Human papillomavirus (HPV) infection is widespread in the population and associated with a broad spectrum of human diseases ranging from benign condyloma, common skin warts, and laryngeal papillomas to anogenital cancers (Gross, 1997, Howett et al., 1990, Kreider et al., 1990, Pfister, 1984). While HPV-associated anogenital cancers may be life threatening, there is also an important clinical need for more efficacious therapy for benign HPV diseases due to their morbidity and related economic and social costs (Gross, 1997, Phelps et al., 1998, Phelps and Alexander, 1995, Tewari et al., 2000). To assist in the discovery and development of new antivirals against HPV, several in vitro and in vivo models of HPV infections have been developed (Bonnez et al., 1998, Bonnez et al., 1993, Brandsma et al., 1995, Brown et al., 1998, Bryan et al., 2000, Christensen and Kreider, 1999, Christensen et al., 1997, Culf and Christensen, 2003, Culf and Christensen, 2004, Dollard et al., 1989, Dollard et al., 1992, Howett et al., 2000, Iyer et al., 2002, Laimins, 1993, Majewski and Jablonska, 1997, Tewari et al., 2000, Yiu et al., 1990). However, severe limitations exist for all currently described models (Christensen and Kreider, 1999, Stanley et al., 1997).

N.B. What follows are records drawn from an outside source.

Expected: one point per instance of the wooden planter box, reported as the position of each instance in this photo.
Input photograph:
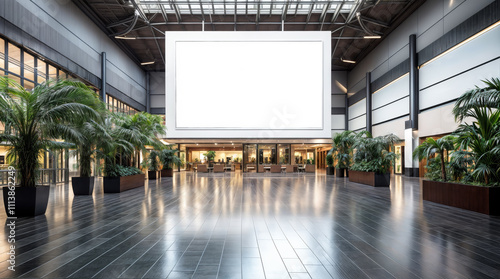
(167, 173)
(29, 201)
(475, 198)
(124, 183)
(370, 178)
(152, 174)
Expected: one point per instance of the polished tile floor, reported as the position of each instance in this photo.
(254, 226)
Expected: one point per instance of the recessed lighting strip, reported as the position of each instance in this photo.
(391, 83)
(462, 43)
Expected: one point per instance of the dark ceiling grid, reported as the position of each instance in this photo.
(155, 17)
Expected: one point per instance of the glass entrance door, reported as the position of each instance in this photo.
(249, 157)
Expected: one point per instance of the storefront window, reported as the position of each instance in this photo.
(28, 85)
(52, 72)
(267, 154)
(14, 59)
(2, 54)
(42, 71)
(284, 154)
(29, 67)
(249, 157)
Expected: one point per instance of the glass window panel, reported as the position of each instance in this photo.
(2, 53)
(14, 59)
(41, 68)
(29, 66)
(284, 153)
(28, 85)
(52, 72)
(15, 78)
(267, 154)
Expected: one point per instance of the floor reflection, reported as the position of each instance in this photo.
(253, 226)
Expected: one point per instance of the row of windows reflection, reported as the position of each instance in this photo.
(30, 70)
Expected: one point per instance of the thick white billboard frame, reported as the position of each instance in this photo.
(178, 127)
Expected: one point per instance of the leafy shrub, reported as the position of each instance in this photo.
(372, 154)
(111, 170)
(329, 160)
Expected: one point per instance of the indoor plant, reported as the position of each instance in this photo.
(153, 164)
(169, 159)
(90, 132)
(373, 159)
(117, 177)
(440, 148)
(475, 165)
(342, 151)
(210, 157)
(32, 120)
(329, 162)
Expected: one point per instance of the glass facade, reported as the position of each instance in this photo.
(29, 69)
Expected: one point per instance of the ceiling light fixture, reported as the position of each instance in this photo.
(125, 38)
(347, 61)
(372, 37)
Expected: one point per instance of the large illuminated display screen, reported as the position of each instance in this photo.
(248, 84)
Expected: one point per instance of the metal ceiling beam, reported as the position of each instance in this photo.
(285, 10)
(337, 43)
(123, 21)
(322, 17)
(129, 28)
(337, 12)
(163, 12)
(353, 10)
(257, 16)
(176, 10)
(376, 22)
(309, 15)
(202, 11)
(239, 23)
(185, 2)
(85, 7)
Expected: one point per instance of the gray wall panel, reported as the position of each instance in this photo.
(59, 31)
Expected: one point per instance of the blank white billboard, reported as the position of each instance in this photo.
(248, 85)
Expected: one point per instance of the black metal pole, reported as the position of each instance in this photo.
(368, 102)
(103, 77)
(414, 107)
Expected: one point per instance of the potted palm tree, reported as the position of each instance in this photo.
(145, 129)
(210, 157)
(440, 148)
(329, 162)
(117, 177)
(90, 131)
(476, 155)
(153, 164)
(169, 159)
(373, 159)
(342, 151)
(32, 120)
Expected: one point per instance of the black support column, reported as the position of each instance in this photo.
(346, 127)
(369, 102)
(103, 77)
(411, 126)
(148, 94)
(413, 83)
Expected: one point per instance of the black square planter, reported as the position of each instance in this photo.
(82, 185)
(29, 201)
(152, 174)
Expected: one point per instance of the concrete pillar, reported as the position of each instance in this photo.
(369, 102)
(411, 126)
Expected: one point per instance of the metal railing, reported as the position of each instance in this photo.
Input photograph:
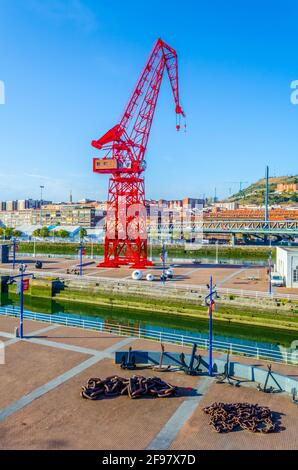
(282, 355)
(158, 288)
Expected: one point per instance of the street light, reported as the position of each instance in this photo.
(41, 189)
(14, 243)
(81, 253)
(22, 285)
(163, 258)
(210, 303)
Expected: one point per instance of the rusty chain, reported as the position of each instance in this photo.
(225, 417)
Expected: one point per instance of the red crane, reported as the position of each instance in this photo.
(125, 146)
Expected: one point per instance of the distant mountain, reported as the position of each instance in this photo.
(255, 193)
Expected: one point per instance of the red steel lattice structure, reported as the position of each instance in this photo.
(125, 146)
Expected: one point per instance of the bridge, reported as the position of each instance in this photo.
(257, 228)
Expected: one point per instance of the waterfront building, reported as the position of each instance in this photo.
(287, 265)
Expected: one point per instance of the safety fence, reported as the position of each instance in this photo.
(275, 354)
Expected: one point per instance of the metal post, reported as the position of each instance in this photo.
(41, 188)
(210, 328)
(267, 196)
(269, 270)
(81, 258)
(22, 303)
(14, 253)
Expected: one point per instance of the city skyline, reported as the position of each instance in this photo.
(68, 71)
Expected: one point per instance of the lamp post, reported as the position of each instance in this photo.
(269, 273)
(22, 285)
(41, 188)
(92, 248)
(163, 258)
(210, 302)
(81, 251)
(14, 243)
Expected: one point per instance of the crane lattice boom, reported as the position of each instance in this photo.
(125, 147)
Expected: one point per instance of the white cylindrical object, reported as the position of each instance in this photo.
(137, 275)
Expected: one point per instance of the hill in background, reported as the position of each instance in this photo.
(255, 193)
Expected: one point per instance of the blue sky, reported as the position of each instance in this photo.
(69, 67)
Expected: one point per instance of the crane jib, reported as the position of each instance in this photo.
(125, 147)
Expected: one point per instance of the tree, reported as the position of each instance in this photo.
(63, 233)
(8, 233)
(83, 233)
(17, 233)
(36, 232)
(44, 232)
(54, 233)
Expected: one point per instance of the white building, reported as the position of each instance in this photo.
(287, 265)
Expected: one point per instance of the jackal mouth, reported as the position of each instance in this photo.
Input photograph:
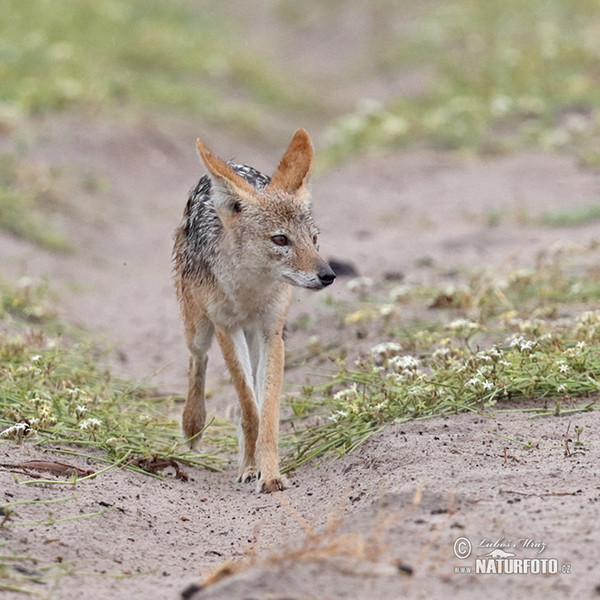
(312, 283)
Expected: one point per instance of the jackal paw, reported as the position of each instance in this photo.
(271, 484)
(248, 474)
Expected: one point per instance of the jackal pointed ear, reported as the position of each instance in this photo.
(294, 168)
(231, 190)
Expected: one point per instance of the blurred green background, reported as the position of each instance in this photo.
(480, 76)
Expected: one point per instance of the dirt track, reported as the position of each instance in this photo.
(411, 491)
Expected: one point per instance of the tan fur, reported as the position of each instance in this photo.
(243, 296)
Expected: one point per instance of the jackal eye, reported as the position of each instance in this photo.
(280, 240)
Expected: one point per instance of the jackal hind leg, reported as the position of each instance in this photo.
(194, 411)
(234, 347)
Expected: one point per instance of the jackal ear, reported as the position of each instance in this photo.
(294, 168)
(230, 189)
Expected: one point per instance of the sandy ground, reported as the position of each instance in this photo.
(379, 523)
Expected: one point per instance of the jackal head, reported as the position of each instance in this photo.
(270, 232)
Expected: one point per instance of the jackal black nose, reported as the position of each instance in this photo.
(326, 276)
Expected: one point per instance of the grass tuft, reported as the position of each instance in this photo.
(59, 396)
(500, 340)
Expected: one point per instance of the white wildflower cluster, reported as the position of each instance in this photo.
(530, 327)
(563, 368)
(369, 116)
(463, 328)
(386, 310)
(400, 293)
(18, 431)
(480, 384)
(91, 424)
(380, 352)
(399, 364)
(523, 345)
(347, 394)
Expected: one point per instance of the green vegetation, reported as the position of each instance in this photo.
(59, 396)
(506, 74)
(499, 340)
(27, 190)
(61, 54)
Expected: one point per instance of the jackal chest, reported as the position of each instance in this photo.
(246, 307)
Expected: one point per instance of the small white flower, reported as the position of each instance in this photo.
(385, 350)
(347, 394)
(80, 410)
(403, 363)
(91, 423)
(563, 368)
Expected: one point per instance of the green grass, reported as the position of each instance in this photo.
(492, 339)
(58, 395)
(520, 72)
(27, 192)
(60, 54)
(573, 217)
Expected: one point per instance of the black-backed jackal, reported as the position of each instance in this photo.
(244, 240)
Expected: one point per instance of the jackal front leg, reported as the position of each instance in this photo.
(271, 363)
(194, 411)
(235, 351)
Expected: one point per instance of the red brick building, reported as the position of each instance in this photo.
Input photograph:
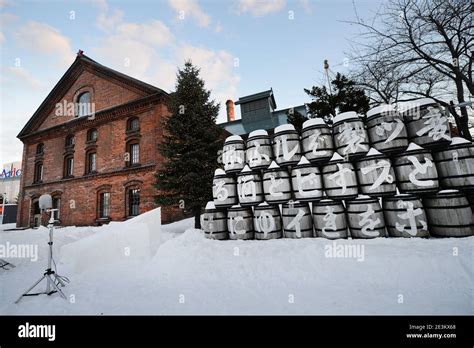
(92, 145)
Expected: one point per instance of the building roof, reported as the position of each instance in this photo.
(258, 96)
(79, 64)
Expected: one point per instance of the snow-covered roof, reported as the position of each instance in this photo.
(210, 205)
(413, 147)
(459, 140)
(313, 122)
(246, 169)
(336, 157)
(258, 132)
(233, 138)
(303, 160)
(273, 165)
(344, 116)
(381, 108)
(372, 152)
(449, 191)
(283, 128)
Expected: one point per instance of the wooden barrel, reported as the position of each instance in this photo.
(306, 181)
(416, 171)
(365, 217)
(329, 219)
(297, 220)
(426, 122)
(387, 132)
(449, 214)
(240, 222)
(276, 184)
(375, 175)
(259, 154)
(350, 137)
(286, 145)
(316, 141)
(267, 221)
(339, 178)
(214, 222)
(249, 187)
(455, 165)
(224, 190)
(404, 216)
(233, 154)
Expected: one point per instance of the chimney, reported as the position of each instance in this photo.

In vivo modeling of HPV infection faces numerous challenges. Amongst them are the strict host-specific tropism of HPVs and the lack of conventional methods of viral propagation (Gangemi et al., 1994, Kreider et al., 1990, Pfister, 1984). Kreider et al. first described HPV papilloma induction in human xenografts (Kreider et al., 1987a, Kreider et al., 1987b, Kreider et al., 1986). In this model, human skin tissues were surgically implanted under the renal capsule of the nude mouse. The grafts were allowed to remain in the animal (2–3 months) until papillomatosis was observed in recovered grafts. Viral preparations derived from these xenograft warts were used to induce papillomas in subsequent experiments, verifying successful HPV propagation in this model. The choice of renal capsule as the receiving grafting bed was advantageous due to the enriched blood supply at this anatomical location, which might have been critical for survival, growth, and proliferative papillomatosis. However, the choice of this grafting location also created a limitation for the model, specifically a difficulty in accessing the grafts for treatments and observations. Several other laboratories also tried to extend the xenograft model to cutaneous HPV infections, and limited success in HPV16 virus and DNA inoculation have recently been reported (Christensen and Kreider, 1999, Stanley et al., 1997). Nevertheless, all of the previously published models quantify gross papilloma growth by the measurement of whole graft size rather than direct measurement of distinct visible papillomas similar to that observed in the clinic. Therefore, a highly reproducible and convenient model of cutaneous low-risk HPV infection for virus propagation and antiviral drug evaluations has not been established yet.

Following a number of attempts to infect cutaneously grafted human foreskin grafts in NIH-nu-bg-xid mice with low-risk HPV inocula from clinical wart specimens, we have developed a highly reproducible model of low risk HPV infection that features a novel procedure of graft meshing.